I know ATN doesn't have the best rep for their NV lower end gear and bad customer service, but I'm going to get it through Sportsmanguide.com since they have 100% guarantee with no expiration...

Won't be getting it until July, but ill be posting hunts captured from it on my YouTube channel. I'm excited an cant wait!

I anyone is using thermal and have pix or vids post em up and give the 411 on how you like it.


----------



## bar-d (Feb 3, 2010)

Always wanted to go thermal but never could justify the cost versus spotlights. Good luck, let us know how it goes.

:hunter:


----------



## Jonbnks (Jan 21, 2012)

I wish we could use them here in Kansas, but they aren't legal for hunting.


----------



## jfarleyx (Apr 23, 2013)

Jonbnks said:


> I wish we could use them here in Kansas, but they aren't legal for hunting.

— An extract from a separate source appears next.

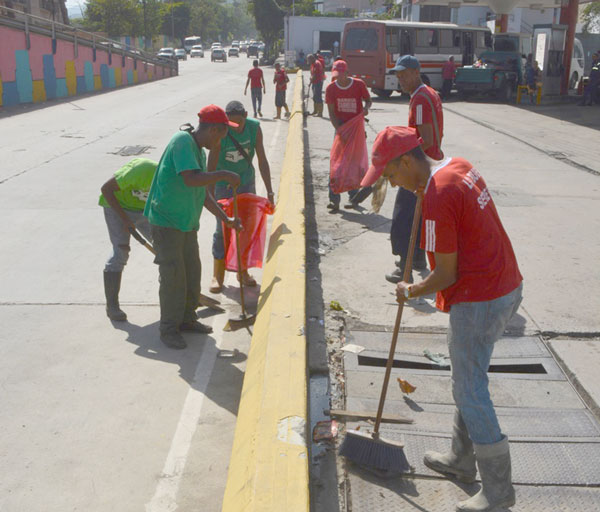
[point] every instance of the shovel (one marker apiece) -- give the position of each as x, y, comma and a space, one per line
203, 299
244, 320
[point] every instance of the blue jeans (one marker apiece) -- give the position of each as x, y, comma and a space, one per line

Same issue in Oklahoma. Would love to use one, though.


----------



## Tek (Feb 13, 2012)

Man that sucks...


----------



## Jonbnks (Jan 21, 2012)

We can't hunt at night either, but at least we don't have the huge hog problem like many states. You'll have to let us know how well your unit works once you get one and test it for a while.


----------



## fr3db3ar (Aug 6, 2011)

I've wanted to try them but the sticker shock keeps getting in the way.


----------



## Tek (Feb 13, 2012)

Ya I hear ya fr3db3ar... Gonna have to sell a rifle to ease the pain. Selling to a buddy so I'll have the option to buy it back down the road.


----------